To obtain these posts by electronic mail every Monday, join.
For extra commentary on this week’s readings, see the Reflections on the Lectionary web page. For full-text entry to all articles, subscribe to the Century.
Once I was just a little lady, we went to a giant church downtown. The various steps to the sanctuary had been steep. On the door the ushers greeted us. As soon as inside, I keep in mind trying as much as the ceiling, the place the lights hung down from brass ropes. I spent a part of that hour in worship questioning whether or not the lights would ever fall on us. I additionally listened to the pastor’s voice, though I may by no means see him.

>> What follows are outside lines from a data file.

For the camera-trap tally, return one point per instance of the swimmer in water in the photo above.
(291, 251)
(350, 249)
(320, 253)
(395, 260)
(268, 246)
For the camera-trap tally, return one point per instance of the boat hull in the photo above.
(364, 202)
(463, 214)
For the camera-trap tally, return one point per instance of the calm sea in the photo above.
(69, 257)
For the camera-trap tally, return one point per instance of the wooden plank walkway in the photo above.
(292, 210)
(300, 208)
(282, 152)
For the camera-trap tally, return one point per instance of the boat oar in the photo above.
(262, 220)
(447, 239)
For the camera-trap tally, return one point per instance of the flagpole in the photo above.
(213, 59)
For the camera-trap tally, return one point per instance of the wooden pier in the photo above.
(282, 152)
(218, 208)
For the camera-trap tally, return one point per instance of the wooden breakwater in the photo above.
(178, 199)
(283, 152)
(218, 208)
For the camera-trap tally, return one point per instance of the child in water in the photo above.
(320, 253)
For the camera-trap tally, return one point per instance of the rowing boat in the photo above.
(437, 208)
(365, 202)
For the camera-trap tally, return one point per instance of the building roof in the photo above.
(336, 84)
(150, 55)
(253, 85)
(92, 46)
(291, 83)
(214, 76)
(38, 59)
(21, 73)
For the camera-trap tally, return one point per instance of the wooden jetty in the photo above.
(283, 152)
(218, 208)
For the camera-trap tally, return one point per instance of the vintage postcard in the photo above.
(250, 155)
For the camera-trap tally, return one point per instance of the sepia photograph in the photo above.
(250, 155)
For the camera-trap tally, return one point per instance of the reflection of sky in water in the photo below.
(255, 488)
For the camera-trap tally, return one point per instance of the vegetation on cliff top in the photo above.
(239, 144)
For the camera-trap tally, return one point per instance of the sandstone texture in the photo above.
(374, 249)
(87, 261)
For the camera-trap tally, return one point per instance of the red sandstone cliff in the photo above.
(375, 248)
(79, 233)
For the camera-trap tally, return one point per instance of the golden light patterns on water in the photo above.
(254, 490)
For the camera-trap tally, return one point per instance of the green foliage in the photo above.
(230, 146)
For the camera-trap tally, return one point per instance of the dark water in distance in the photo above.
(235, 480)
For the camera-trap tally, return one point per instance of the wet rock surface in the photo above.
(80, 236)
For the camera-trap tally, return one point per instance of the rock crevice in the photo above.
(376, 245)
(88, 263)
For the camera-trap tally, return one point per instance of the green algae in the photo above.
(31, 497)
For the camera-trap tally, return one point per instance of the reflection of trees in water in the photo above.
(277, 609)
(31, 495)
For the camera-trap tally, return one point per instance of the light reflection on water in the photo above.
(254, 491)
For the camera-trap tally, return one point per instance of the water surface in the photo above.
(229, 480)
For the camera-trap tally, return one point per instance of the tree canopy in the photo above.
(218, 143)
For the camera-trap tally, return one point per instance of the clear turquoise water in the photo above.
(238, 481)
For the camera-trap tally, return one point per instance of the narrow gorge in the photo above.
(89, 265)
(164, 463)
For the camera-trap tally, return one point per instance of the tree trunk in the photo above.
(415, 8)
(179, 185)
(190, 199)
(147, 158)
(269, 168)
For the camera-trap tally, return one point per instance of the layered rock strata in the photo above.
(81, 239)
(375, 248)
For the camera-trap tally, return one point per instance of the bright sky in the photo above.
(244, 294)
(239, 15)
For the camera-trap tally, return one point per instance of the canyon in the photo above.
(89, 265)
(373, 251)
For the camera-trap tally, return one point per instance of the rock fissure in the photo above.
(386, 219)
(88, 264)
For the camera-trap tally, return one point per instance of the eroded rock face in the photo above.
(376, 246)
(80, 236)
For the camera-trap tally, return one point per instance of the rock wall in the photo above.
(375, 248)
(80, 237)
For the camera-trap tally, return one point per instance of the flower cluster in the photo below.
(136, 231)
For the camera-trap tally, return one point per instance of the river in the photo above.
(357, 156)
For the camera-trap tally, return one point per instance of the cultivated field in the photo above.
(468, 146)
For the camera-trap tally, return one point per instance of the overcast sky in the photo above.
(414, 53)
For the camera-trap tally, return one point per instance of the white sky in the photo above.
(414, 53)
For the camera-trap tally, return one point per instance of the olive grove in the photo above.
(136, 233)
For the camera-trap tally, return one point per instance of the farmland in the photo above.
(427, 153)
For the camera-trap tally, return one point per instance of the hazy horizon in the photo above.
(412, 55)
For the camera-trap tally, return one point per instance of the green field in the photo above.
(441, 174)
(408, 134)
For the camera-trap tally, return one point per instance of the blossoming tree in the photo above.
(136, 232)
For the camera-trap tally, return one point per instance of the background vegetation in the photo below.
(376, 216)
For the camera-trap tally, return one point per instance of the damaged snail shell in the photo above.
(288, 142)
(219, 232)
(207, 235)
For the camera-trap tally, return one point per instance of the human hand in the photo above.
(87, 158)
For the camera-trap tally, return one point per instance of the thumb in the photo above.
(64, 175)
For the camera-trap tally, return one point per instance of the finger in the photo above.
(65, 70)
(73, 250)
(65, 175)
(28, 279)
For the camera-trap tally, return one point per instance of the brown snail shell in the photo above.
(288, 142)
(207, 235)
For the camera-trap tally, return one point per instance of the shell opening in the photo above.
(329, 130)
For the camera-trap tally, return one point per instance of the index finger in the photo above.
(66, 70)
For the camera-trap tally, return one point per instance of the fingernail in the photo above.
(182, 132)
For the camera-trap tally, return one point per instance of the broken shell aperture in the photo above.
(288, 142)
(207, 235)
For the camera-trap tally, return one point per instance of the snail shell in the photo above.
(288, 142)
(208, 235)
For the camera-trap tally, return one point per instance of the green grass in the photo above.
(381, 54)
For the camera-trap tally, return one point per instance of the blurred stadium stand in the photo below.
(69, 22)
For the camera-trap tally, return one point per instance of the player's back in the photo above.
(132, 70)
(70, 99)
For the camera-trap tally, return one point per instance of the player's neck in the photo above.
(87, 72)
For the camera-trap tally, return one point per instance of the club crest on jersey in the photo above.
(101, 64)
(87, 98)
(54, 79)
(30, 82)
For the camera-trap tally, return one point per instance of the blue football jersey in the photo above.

On the finish of the service, we shook palms with the pastor, and he appeared like an peculiar individual to me, not “the voice” that I heard once I was sitting within the pew. He appeared peculiar and type of previous (however keep in mind, I used to be solely 5).
Someplace alongside the road, somebody instructed me that the pastor was an peculiar individual—apart from when he stepped into the pulpit. Then he was not peculiar. Then he spoke the phrases of God.
These had been awe-inspiring phrases to me. How do we all know after we are talking phrases that God has put in our mouths? How do we all know when the phrases are simply our personal opinions, whether or not fiery or comforting?
In clergy teams, pastors commiserate over the instances when we’ve spoken a prophetic phrase, and folks have gotten up and walked out. We might have been certain that God gave us a prophetic phrase, however not everybody was satisfied. But when the gospel studying from Luke is any indication, this isn’t an unusual response to talking the phrase that God has given us.
Nonetheless, I ponder: How do we all know? How do we all know that the phrases we converse have been put in our mouths by God? That’s the promise that God provides Jeremiah, a promise he by no means requested for. In actual fact, he tries to wiggle out of it. I consider that God has given me a phrase to talk, however I additionally know that I’m not Jesus or Jeremiah.
I’ll confess that the parts of Jeremiah I like essentially the most are those the place he comes again to consolation Judah, in spite of everything of his dire predictions have come true. After he has been known as a traitor, after he has known as Judah to a repentance they don’t seem to be prepared to listen to, Jeremiah laments. He goes with them in exile and reminds them to hunt the welfare of town the place they’re dwelling.
I’m pondering proper now that it isn’t simply the phrases that Jeremiah speaks that make him a prophet. It’s his willingness to share within the judgment, within the lamentation, within the exile. When he speaks the phrase of God, it isn’t a phrase from above. It’s the phrase of God with the individuals, whether or not judgment or grace.
One way or the other it appears to me that if I’m going to talk for God, it can come from the individuals. Not above them, however with them.